The film could have a subtitle, like “-a European story”, “-pleasure and pain as daily practice” or “-a study on hypocrisy”. This last, the notion of hypocrisy, seems to bother von Trier mostly having been himself on the chair of the accused by journalists and the politically correct  who see the words and miss the meaning deliberately; that is how a decent living is made. Here to note that the chapter “Dangerous people” starts as a provocative joke.
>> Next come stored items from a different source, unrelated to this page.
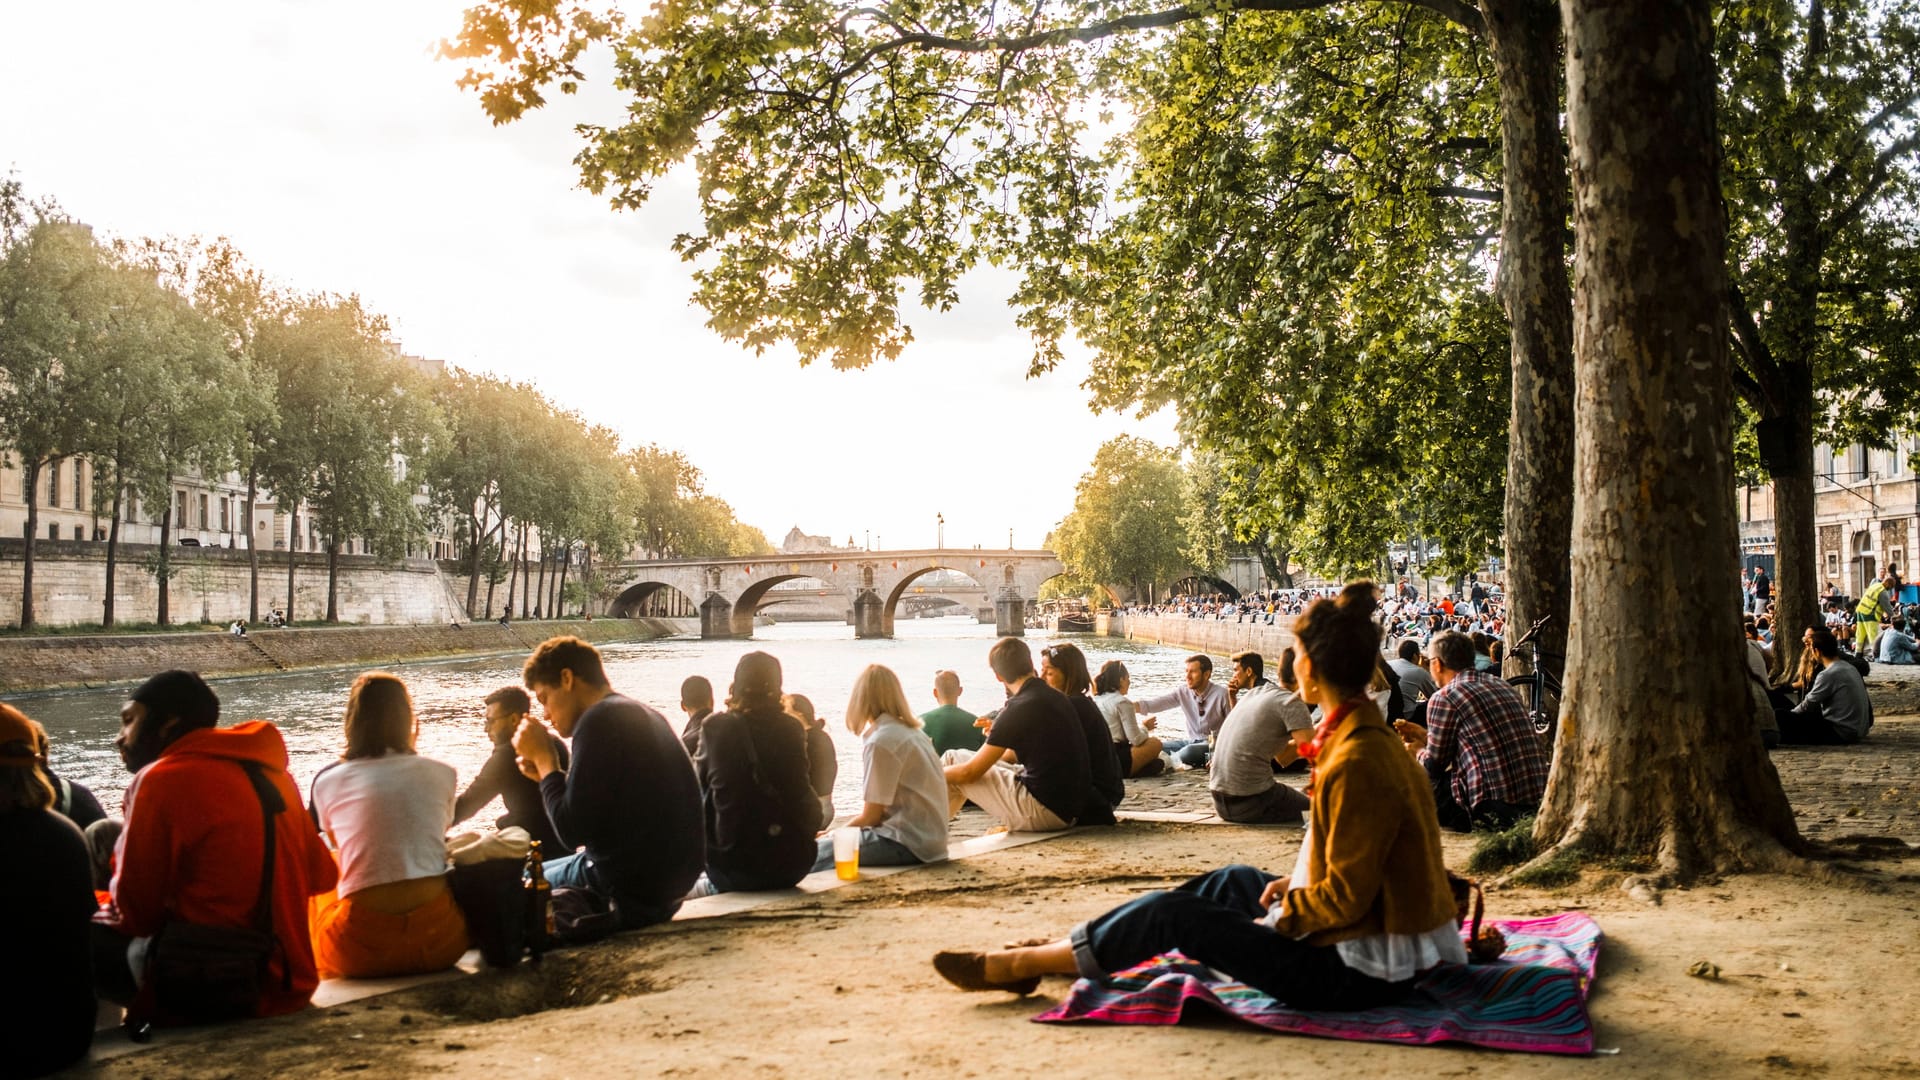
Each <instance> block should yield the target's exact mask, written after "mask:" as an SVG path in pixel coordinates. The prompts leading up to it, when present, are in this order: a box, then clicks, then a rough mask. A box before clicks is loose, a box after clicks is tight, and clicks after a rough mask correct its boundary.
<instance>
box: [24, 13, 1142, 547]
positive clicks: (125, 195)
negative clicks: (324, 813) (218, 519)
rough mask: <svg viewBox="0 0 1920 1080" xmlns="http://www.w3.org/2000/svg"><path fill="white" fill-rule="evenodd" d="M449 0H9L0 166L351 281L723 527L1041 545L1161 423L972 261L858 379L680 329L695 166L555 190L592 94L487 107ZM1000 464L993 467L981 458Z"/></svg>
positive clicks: (186, 234)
From that moment on it is clear that we are provoked to judge the persons and their actions and the one who put them there above all; a provocation that runs along the whole work; naturally.

As an artist in full control of his material von Trier makes a film of narration with flash-backs, some rules of the Dogma alive, some dead (where is the here and now?); but as said before, so what; they are his rules, so he breaks them as he wishes and that’s that. As form it is more built as a game of visions from the European cinema.
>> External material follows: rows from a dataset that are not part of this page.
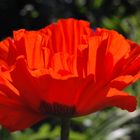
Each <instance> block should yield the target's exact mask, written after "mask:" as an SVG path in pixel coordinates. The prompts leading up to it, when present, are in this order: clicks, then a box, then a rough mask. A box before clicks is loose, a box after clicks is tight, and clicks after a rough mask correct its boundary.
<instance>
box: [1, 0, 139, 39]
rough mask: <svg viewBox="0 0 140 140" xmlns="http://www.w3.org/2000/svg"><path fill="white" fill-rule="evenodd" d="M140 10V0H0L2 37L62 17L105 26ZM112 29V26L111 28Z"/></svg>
mask: <svg viewBox="0 0 140 140" xmlns="http://www.w3.org/2000/svg"><path fill="white" fill-rule="evenodd" d="M139 9H140V0H0V39H3V38H4V37H6V36H9V35H11V33H12V31H13V30H17V29H20V28H26V29H33V30H34V29H39V28H42V27H44V26H46V25H48V24H49V23H51V22H53V21H56V20H57V19H59V18H67V17H75V18H78V19H85V20H88V21H90V22H91V23H92V25H94V26H95V27H96V26H101V27H102V26H104V24H103V20H104V19H106V18H109V19H110V20H112V22H116V23H115V24H116V25H115V26H114V27H113V28H116V29H117V30H119V31H120V32H122V33H123V34H126V32H125V31H124V30H123V29H122V27H120V26H119V22H120V20H121V19H124V18H126V17H128V16H130V15H134V14H135V13H137V12H138V11H139ZM108 28H112V27H108Z"/></svg>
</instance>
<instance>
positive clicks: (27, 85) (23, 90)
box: [10, 57, 41, 110]
mask: <svg viewBox="0 0 140 140" xmlns="http://www.w3.org/2000/svg"><path fill="white" fill-rule="evenodd" d="M10 74H11V78H12V83H13V85H14V86H15V87H16V88H17V89H18V90H19V92H20V96H21V98H22V99H23V101H24V102H25V103H26V104H28V106H30V107H32V109H34V110H38V108H39V103H40V92H41V91H39V90H40V89H39V88H38V85H37V83H36V80H35V78H34V77H33V76H32V75H31V74H30V72H29V70H28V67H27V64H26V62H25V58H24V57H19V58H18V59H17V62H16V65H15V69H13V70H12V71H11V72H10Z"/></svg>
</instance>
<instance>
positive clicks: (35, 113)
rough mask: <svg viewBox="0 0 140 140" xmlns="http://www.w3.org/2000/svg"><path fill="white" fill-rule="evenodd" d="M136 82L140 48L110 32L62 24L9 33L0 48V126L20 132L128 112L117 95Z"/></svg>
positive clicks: (84, 25)
mask: <svg viewBox="0 0 140 140" xmlns="http://www.w3.org/2000/svg"><path fill="white" fill-rule="evenodd" d="M138 78H140V47H139V45H137V44H136V43H134V42H131V41H129V40H126V39H125V38H124V37H123V36H122V35H120V34H119V33H117V32H116V31H113V30H107V29H101V28H97V29H96V31H94V30H92V29H91V28H90V25H89V23H88V22H86V21H82V20H76V19H62V20H59V21H58V22H57V23H55V24H51V25H49V26H47V27H46V28H44V29H41V30H39V31H26V30H24V29H21V30H18V31H15V32H14V33H13V38H7V39H5V40H4V41H1V42H0V124H2V125H3V126H4V127H5V128H7V129H9V130H10V131H15V130H21V129H25V128H27V127H30V126H31V125H32V124H34V123H36V122H38V121H40V120H42V119H45V118H47V116H49V115H56V116H58V117H75V116H82V115H87V114H89V113H92V112H95V111H98V110H101V109H103V108H105V107H110V106H116V107H119V108H121V109H126V110H128V111H134V110H135V108H136V99H135V97H134V96H131V95H128V94H127V93H125V92H123V91H122V90H123V89H124V88H125V87H127V86H128V85H130V84H132V83H134V82H135V81H136V80H137V79H138Z"/></svg>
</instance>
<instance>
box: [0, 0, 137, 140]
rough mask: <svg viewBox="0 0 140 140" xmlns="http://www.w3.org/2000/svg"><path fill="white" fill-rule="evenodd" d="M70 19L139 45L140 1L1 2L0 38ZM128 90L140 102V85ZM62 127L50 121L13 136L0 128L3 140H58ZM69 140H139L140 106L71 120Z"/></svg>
mask: <svg viewBox="0 0 140 140" xmlns="http://www.w3.org/2000/svg"><path fill="white" fill-rule="evenodd" d="M67 17H75V18H78V19H85V20H88V21H90V22H91V26H92V27H93V28H96V27H104V28H109V29H115V30H117V31H118V32H120V33H122V34H123V35H124V36H126V37H127V38H129V39H132V40H133V41H135V42H137V43H140V0H0V39H1V40H2V39H4V38H5V37H6V36H11V35H12V31H13V30H17V29H20V28H26V29H33V30H35V29H40V28H42V27H44V26H46V25H48V24H49V23H51V22H53V21H57V19H59V18H67ZM126 91H127V92H130V93H131V94H133V95H135V96H137V99H138V101H140V94H138V92H140V82H137V83H136V84H134V85H132V86H130V87H128V88H127V89H126ZM11 117H12V116H11ZM59 124H60V122H59V120H57V119H54V118H48V119H47V120H45V121H43V122H40V123H38V124H36V125H34V126H33V127H32V128H28V129H26V130H24V131H17V132H14V133H12V134H10V133H8V132H7V131H6V130H4V129H3V128H1V127H0V140H59V135H60V127H59ZM70 140H140V103H139V102H138V107H137V110H136V111H135V112H133V113H128V112H127V111H123V110H121V109H117V108H108V109H105V110H103V111H99V112H97V113H94V114H91V115H89V116H85V117H79V118H74V119H72V123H71V133H70Z"/></svg>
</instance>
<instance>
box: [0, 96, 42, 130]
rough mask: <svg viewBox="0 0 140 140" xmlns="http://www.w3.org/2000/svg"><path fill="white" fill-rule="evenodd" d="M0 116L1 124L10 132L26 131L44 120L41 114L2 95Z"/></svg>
mask: <svg viewBox="0 0 140 140" xmlns="http://www.w3.org/2000/svg"><path fill="white" fill-rule="evenodd" d="M0 114H1V115H0V124H2V125H3V127H5V128H6V129H8V130H9V131H15V130H22V129H25V128H27V127H29V126H32V125H33V124H34V123H36V122H38V121H40V120H41V119H43V118H44V116H42V115H41V114H39V113H37V112H33V110H30V109H29V108H27V106H25V105H22V104H21V102H18V101H15V100H11V99H8V98H6V97H5V96H2V95H0ZM9 116H10V117H9Z"/></svg>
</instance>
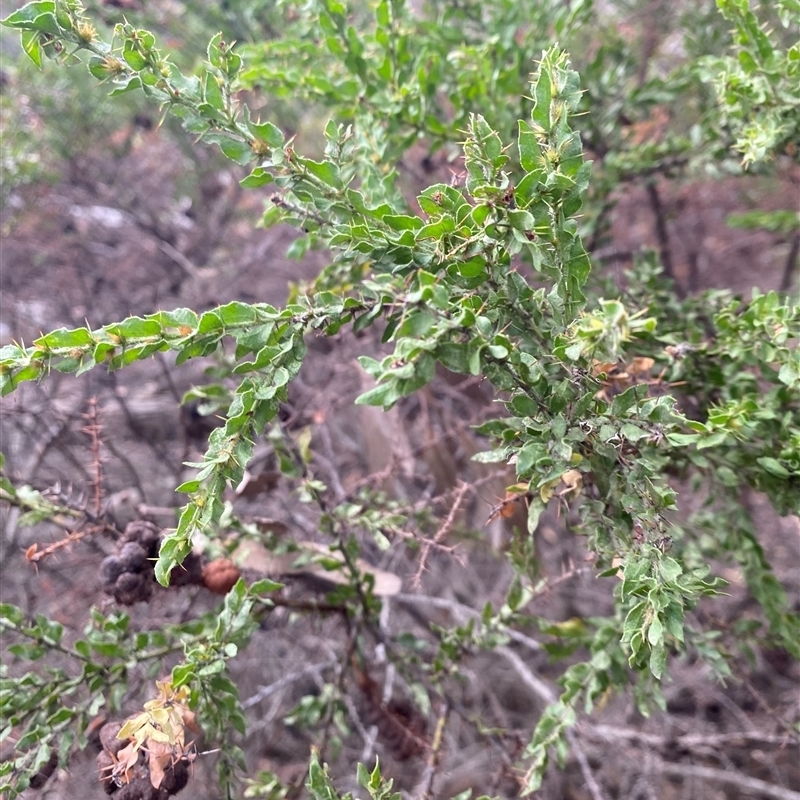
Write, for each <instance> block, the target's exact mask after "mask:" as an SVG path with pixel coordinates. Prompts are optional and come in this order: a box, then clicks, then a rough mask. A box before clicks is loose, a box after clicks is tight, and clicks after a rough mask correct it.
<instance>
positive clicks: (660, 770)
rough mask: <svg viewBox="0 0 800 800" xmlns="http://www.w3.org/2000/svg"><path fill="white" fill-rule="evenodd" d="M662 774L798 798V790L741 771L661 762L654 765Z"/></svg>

The film ends in a few minutes of blowing up the sex obsessed and the virgin and their stories too; whatever part we’ve taken, whatever prickled our senses (to say it in a civilised way) is thrown back to our face; live with it; angels and devils in one.

P.S. “The symptomatology of black bile had grown complex: depending on the humour on which it originated, and whether it was too hot, cold, moist or dry, it could produce lethargy or mania, taciturnity or loquacity, workaholism or paralysis, insomnia or stupor and anorexia or gluttony (showing in obesity or emaciation); it could make one a voluptuary or an ascetic. Though elaborate, the symptomatology gave a good accommodation for the ‘bipolar’ dimension of melancholia.”
Excerpt (p.140) from the book “The story of black” by John Harvey, Reaktion Books Ltd, 2013

Day 12 from the series "360 days", ink on paper, 2005-..., S.Kapnissi
Day 12 from the series “360 days”, ink on paper #ink, 2005-…, S.Kapnissi

Melancholia

It felt awkward in the beginning; perfectly aesthetic images and a steady camera. Main rules of Dogma 95 were overuled: “the camera must be hand-held” , “the sound must never be produced apart from the images or vice versa”. The introduction of the movie is a visual equivalent of the music, romantic music, Wagner! I am not fond of music helping out the film on emotional level; it usually feels like a cheat. But in this case you just cannot take your eyes off the screen. The story is said in the introduction; the most elliptical narration that you can have. And then we pass to the known field of the moving camera, unfocused restless shots, following the characters down to their psychological narrowness. Any sense of happiness is destroyed from the beginning so that we have no expectations of a way out. In the two parts of the film we see Justine’s wedding party ending with her submitting to depression. Then we follow Claire’s fears about the “fly-by” of the planet Melancholia. The movie ends with justification of both fears and depression. Justine is shown to be the strongest of the two sisters in the end. I think it is more that being depressed she associates herself better to the reality of destruction. Besides, Claire has a child and cries for him: “Where will Leo grow up?”. The answer is nowhere. This is a non-compromise movie about the end of the world. However, beauty and romanticism are present throughout the film. In fact, it is a purely romantic film about the end which is anyway inevitable. I don’t know if it is a dogma movie; rules have been broken. But “Melancholia” sets its own system and works in it; just like every work of art that is expected to be coherent to its own rules.

Thoughts that arise:
1. We must think above reality to be able to do anything at all.
2. The polished aesthetics have not left intact even the most determined anti-aesthetics movement.
3. Lars von Trier still manages to make a part of the audience leave the cinema half way, so there must be a flaw in his perfectly aesthetic movie.
4. There is still hope for the seekers of the basics.
5. Art is the best absorber of apocalyptic ideas; one more reason for teaching art at schools on the same level of importance as mathematics and language.